Cindy Blackstock, executive director of the First Nations Child and Family Caring Society and a professor at McGill University’s School of Social Work, said she was tired of the “be patient speech.”
“The expectation of us is that we ought to be patient, which means to suffer in silence… while our rights, fundamental human rights that Canadians take for granted, are being violated,” she said.
Blackstock and her organization joined with the Assembly of First Nations in 2007 to take legal action against the federal government for its chronic underfunding of child welfare services on First Nation reserves. That action led to Ottawa committing earlier this year to close to $20 billion over five years to address long-term reform and another $20 billion to compensate in excess of 215,000 First Nations children and family members.
“(Kids) are still being treated unequally, and Canada isn’t moving to remedy (that),” said Blackstock. “(Canada) often looks at reconciliation as performative versus substantive.”
Scott Franks, assistant professor at Toronto Metropolitan University in the Lincoln Alexander School of Law, echoed Blackstock with the “be patient” speech, saying in the justice system, Indigenous people keep being told that change will happen incrementally, more research and evaluation is needed, and when Indigenous people suggest movement, they’re told they don’t fully understand what they’re asking for.
Settlers, said Franks, need to “be comfortable with being uncomfortable. Let Indigenous nations choose for themselves how they want to determine that and if they want to ask you for something, do it.”
Kisha Supernant, whose name has become synonymous with the ground-penetrating radar work that is ongoing in uncovering unmarked graves linked to Indian residential schools, called the government out for lack of support and limiting funding for the work that needs to be done.
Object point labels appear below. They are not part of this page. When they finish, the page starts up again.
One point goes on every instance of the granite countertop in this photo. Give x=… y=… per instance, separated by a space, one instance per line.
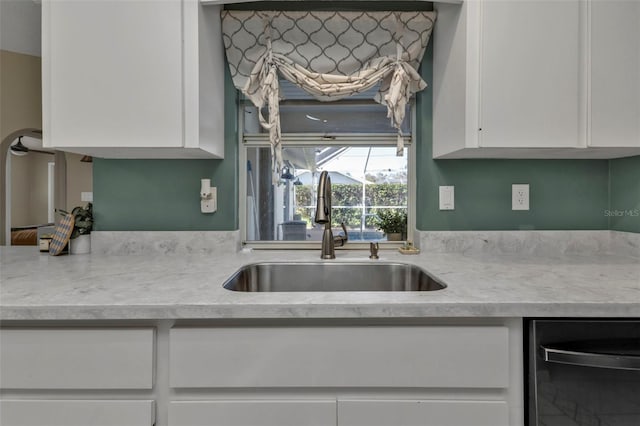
x=36 y=286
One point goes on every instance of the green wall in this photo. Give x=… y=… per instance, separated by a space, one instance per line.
x=163 y=195
x=564 y=194
x=624 y=180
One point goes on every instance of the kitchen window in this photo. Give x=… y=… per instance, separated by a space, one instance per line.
x=352 y=139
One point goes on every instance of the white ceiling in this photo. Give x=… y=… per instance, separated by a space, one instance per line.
x=20 y=26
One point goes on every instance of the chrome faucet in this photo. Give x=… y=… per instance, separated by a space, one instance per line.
x=323 y=216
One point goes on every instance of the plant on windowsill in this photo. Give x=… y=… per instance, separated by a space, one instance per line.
x=80 y=242
x=393 y=222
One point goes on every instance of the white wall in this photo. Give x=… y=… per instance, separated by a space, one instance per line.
x=20 y=26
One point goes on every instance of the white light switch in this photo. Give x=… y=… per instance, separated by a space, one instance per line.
x=520 y=197
x=447 y=198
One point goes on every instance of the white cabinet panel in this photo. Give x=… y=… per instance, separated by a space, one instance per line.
x=422 y=413
x=115 y=72
x=537 y=79
x=374 y=356
x=253 y=413
x=76 y=413
x=615 y=73
x=82 y=358
x=133 y=79
x=530 y=74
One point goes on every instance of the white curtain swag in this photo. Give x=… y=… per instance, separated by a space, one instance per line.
x=330 y=55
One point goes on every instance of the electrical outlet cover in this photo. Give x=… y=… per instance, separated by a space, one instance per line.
x=447 y=198
x=520 y=197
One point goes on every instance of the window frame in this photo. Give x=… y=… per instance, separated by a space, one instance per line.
x=252 y=140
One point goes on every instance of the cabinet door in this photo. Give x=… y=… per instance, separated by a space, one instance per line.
x=253 y=413
x=422 y=413
x=112 y=73
x=76 y=413
x=530 y=74
x=615 y=73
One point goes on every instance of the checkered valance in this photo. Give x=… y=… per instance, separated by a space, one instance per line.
x=331 y=55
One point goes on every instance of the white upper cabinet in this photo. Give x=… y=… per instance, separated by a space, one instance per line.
x=133 y=79
x=536 y=79
x=615 y=73
x=528 y=99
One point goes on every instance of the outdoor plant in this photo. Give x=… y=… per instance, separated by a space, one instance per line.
x=392 y=221
x=83 y=217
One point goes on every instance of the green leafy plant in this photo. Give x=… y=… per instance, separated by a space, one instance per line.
x=392 y=221
x=83 y=217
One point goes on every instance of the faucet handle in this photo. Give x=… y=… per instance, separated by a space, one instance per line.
x=373 y=249
x=341 y=240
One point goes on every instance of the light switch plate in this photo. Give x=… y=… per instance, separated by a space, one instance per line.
x=520 y=197
x=447 y=198
x=210 y=205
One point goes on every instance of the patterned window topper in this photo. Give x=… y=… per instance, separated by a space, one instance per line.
x=330 y=55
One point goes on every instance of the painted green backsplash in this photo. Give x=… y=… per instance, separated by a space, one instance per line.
x=564 y=194
x=624 y=212
x=163 y=195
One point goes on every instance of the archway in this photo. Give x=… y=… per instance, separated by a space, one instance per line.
x=60 y=178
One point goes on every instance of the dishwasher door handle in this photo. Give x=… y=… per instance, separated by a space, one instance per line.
x=619 y=354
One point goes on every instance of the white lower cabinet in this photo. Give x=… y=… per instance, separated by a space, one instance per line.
x=253 y=413
x=467 y=373
x=76 y=413
x=76 y=358
x=77 y=376
x=422 y=413
x=342 y=356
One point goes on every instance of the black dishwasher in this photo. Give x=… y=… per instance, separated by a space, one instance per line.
x=583 y=372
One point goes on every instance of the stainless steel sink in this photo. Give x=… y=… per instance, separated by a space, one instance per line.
x=331 y=276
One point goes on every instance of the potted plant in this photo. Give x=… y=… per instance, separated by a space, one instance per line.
x=393 y=222
x=80 y=242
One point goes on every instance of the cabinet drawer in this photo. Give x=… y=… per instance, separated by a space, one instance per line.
x=82 y=358
x=253 y=413
x=422 y=413
x=350 y=356
x=76 y=413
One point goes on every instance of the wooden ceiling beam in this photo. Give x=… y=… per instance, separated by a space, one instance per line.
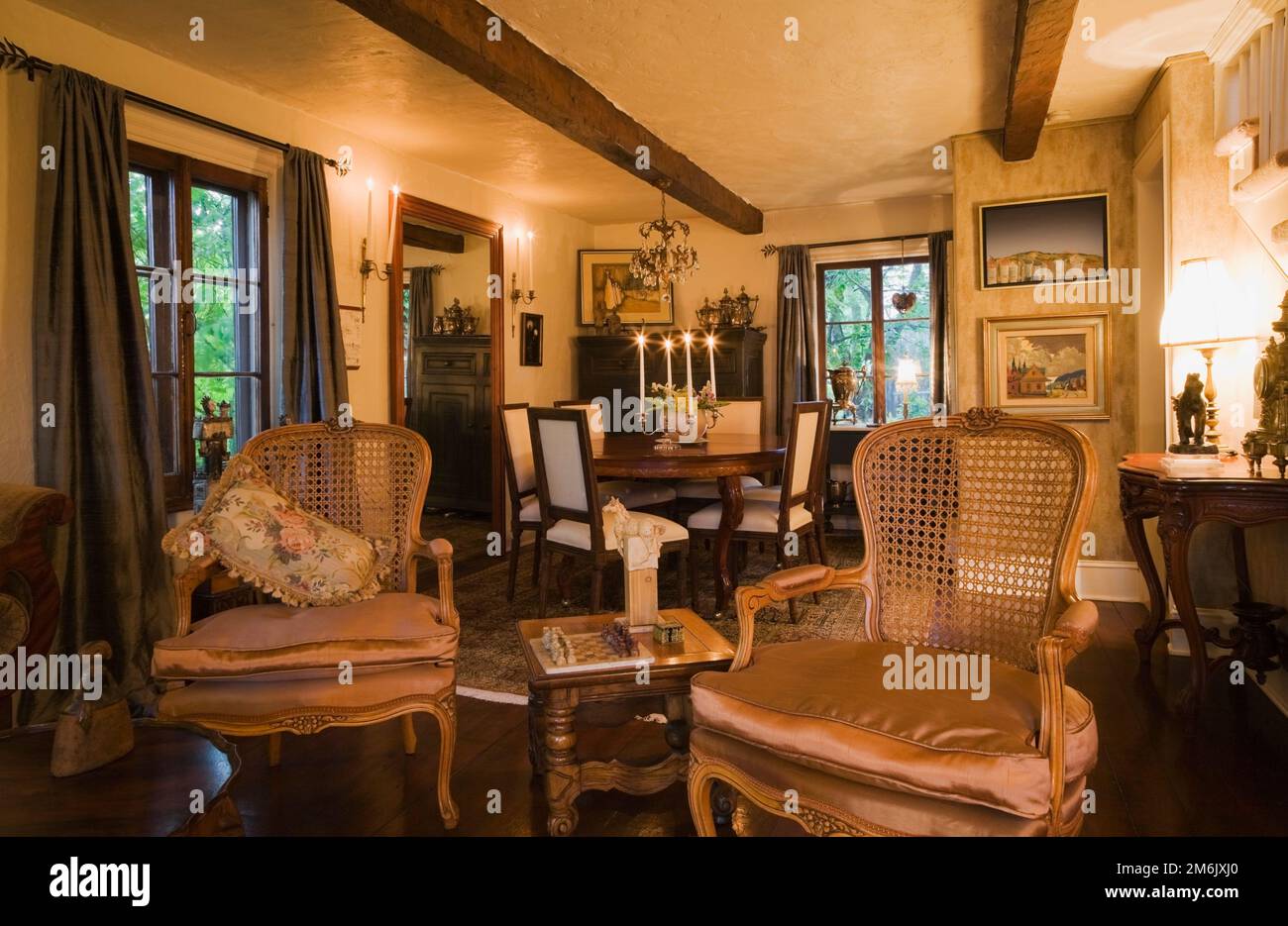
x=1042 y=31
x=433 y=240
x=456 y=34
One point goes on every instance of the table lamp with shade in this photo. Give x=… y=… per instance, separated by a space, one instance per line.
x=906 y=380
x=1203 y=313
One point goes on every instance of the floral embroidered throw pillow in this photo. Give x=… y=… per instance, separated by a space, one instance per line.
x=266 y=539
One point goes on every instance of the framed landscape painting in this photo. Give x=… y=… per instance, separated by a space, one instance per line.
x=1039 y=241
x=604 y=281
x=1048 y=365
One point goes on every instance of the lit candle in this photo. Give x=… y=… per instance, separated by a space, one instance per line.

“This is extremely emotionally difficult work and a lot of the work is resting right now on the backs of communities. And I think there could be a lot more support and a lot more coordination because the burden should not be Indigenous nations’ job to bare,” she said.
Supernant, director of the Institute of Prairie and Indigenous Archaeology and an anthropology professor at the University of Alberta, said reconciliation needed to be more than “put(ting) up a memorial and wear(ing) an orange shirt.”
“It’s not enough to have a National Day of Truth and Reconciliation if the abusive relationships remain largely intact,” said Jewell, which, she stressed, is still the case.